Religious bigots The Heritage Foundation spending $1 million on anti-LGBTQ+ Thanksgiving adverts

A same-sex couple gets married outside in white dresses

Religious anti-LGBTQ+ think tank The Heritage Foundation has launched a $1 million campaign opposing the Respect for Marriage Act.

In ads that will air over Thanksgiving during NFL games between New England Patriots and Minnesota Vikings, Buffalo Bills and Detroit Lions, and New York Giants and Dallas Cowboys, as well as college football games.

The Heritage Foundation dubs the bill, which would protect same-sex marriage, as an “attack on people of faith”.

According to Fox News, the total bill for the campaign is $1.3 million, including $300,000 worth of digital ads, and is therefore the most expensive campaign run by The Heritage Foundation to date.

Despite the think tank’s claims, the Act does not aim to attack religious people, but instead protect marriage equality amid fears that the Supreme Court could put same-sex marriage in the firing line following the overturning of Roe v Wade

At the time that a decision was made in Dobbs v Jackson Women’s Health Organization earlier this year, gutting abortion rights across the US, Supreme Court Justice Clarence Thomas suggested that the ruling that legalised same-sex marriage, Obergefell v Hodges, should also be reviewed.

If passed, the Act would repeal the Defense of Marriage Act, which defined marriage as between a man and a woman, and would protect same-sex marriage as well as interracial marriage.
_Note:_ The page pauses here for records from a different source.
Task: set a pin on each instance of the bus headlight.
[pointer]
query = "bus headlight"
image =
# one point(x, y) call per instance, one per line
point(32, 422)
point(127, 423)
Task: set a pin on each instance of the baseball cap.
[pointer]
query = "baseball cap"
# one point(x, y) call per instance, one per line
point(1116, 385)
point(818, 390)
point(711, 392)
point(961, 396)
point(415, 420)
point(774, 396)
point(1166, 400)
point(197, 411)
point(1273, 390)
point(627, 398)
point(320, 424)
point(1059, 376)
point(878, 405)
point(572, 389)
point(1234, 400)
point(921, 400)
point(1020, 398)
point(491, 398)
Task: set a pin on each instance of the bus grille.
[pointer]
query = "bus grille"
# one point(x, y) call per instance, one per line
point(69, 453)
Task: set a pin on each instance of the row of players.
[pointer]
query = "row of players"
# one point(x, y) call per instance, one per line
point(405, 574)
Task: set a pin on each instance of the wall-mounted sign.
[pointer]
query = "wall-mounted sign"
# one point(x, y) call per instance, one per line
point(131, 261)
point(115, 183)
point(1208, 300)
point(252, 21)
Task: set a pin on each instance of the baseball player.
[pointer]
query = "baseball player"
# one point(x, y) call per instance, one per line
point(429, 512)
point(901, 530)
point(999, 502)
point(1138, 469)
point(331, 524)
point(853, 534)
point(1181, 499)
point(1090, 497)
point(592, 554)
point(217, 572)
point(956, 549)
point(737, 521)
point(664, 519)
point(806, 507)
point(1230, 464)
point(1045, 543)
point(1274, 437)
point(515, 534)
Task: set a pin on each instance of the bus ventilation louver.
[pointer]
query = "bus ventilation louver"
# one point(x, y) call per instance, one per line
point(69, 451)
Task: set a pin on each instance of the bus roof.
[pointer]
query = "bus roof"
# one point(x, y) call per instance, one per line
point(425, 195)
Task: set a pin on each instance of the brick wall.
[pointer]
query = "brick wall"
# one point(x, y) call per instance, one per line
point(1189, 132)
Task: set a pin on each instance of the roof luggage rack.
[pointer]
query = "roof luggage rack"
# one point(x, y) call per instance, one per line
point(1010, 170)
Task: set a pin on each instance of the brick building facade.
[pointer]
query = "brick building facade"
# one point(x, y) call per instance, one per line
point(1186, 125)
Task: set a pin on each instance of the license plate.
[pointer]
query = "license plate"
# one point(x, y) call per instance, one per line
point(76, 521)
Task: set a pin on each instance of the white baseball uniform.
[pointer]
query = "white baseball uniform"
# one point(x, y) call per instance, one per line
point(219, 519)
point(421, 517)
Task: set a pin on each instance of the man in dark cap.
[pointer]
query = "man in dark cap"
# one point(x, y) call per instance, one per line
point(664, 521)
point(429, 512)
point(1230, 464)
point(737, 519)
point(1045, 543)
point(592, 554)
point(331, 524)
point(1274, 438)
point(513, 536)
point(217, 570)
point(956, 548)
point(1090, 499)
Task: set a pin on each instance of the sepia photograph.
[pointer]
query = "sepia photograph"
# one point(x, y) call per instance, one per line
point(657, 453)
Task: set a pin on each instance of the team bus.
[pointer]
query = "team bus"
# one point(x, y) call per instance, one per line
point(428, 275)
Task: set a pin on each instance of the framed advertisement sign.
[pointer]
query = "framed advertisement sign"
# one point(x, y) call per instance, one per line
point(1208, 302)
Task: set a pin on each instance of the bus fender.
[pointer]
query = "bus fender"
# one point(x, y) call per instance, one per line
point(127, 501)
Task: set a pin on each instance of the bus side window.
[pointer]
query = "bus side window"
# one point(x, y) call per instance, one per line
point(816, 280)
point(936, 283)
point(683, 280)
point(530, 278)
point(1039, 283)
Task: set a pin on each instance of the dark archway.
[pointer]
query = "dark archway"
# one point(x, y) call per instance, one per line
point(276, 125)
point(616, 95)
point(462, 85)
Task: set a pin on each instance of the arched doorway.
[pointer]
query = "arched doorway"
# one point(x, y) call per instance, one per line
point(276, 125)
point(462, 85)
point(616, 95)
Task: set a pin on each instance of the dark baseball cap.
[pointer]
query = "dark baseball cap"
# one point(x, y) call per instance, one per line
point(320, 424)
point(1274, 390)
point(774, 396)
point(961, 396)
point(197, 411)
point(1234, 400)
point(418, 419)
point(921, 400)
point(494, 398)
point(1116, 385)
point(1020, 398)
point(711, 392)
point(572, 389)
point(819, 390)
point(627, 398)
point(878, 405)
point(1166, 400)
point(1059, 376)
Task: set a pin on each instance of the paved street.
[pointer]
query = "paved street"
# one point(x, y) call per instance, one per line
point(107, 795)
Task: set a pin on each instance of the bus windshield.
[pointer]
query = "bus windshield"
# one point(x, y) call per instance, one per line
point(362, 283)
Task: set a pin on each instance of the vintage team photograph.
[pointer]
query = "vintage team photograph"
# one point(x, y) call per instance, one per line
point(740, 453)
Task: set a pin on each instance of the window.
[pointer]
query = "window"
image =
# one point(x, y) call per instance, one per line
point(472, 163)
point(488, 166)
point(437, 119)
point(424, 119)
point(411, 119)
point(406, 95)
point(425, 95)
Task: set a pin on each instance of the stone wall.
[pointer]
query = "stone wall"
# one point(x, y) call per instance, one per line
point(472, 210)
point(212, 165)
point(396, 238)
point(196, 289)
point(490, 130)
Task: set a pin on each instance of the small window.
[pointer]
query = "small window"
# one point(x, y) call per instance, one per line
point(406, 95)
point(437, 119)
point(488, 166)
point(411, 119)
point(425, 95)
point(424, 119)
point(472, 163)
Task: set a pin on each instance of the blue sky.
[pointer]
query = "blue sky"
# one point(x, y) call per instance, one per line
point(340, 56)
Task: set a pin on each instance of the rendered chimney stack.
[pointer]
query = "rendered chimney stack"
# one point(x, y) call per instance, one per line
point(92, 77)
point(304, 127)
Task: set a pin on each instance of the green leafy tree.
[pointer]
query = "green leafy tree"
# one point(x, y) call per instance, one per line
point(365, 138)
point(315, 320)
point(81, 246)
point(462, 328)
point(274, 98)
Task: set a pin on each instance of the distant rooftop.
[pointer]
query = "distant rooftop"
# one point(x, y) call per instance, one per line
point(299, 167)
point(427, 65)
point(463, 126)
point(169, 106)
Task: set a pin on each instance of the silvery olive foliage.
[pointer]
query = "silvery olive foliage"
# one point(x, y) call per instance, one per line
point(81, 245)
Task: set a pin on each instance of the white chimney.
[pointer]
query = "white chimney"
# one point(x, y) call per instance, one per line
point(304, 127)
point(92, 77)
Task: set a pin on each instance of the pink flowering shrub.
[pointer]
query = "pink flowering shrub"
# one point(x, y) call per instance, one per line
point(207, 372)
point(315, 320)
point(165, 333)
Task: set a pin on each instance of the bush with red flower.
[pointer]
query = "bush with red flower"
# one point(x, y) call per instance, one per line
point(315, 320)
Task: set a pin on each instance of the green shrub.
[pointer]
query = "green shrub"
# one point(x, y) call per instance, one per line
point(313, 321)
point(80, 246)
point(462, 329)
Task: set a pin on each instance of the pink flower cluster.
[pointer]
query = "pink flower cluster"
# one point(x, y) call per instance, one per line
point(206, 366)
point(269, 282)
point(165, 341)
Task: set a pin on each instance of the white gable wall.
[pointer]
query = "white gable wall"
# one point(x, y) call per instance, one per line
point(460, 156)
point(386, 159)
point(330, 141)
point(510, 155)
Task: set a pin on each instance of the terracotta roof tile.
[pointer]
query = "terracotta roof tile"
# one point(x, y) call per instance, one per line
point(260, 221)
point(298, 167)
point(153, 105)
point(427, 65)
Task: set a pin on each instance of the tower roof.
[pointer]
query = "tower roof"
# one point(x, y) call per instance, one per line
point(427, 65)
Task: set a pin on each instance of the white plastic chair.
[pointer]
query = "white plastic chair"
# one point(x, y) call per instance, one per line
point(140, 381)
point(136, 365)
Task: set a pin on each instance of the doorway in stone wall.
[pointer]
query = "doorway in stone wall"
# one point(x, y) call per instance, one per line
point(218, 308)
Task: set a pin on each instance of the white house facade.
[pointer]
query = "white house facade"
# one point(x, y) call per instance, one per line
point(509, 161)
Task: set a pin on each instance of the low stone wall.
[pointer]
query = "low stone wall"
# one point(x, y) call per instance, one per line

But The Heritage Foundation claims that the “far-left” Act’s supporters are “sneaking” it through to make religious groups vulnerable to litigation and “attacks from the IRS”, and even that it would pave the way for the legalisation of polygamy.

In reality, religious liberty protections were inserted at the final hour to garner Republican support, including ensuring that religious organisations that oppose marriage equality will not lose their tax-exempt status.

The Act passed through the Senate with 50 Democrats and 12 Republicans voting in favour on 16 November, a vote which was celebrated by president Joe Biden who said at the time: “No one in a same-sex marriage or an interracial marriage should have to worry if their marriage will be invalidated.”

Because of the last-minute religious liberty protections, the Respect for Marriage Act must now return to the House of Representatives for a final vote, before heading to Biden’s desk.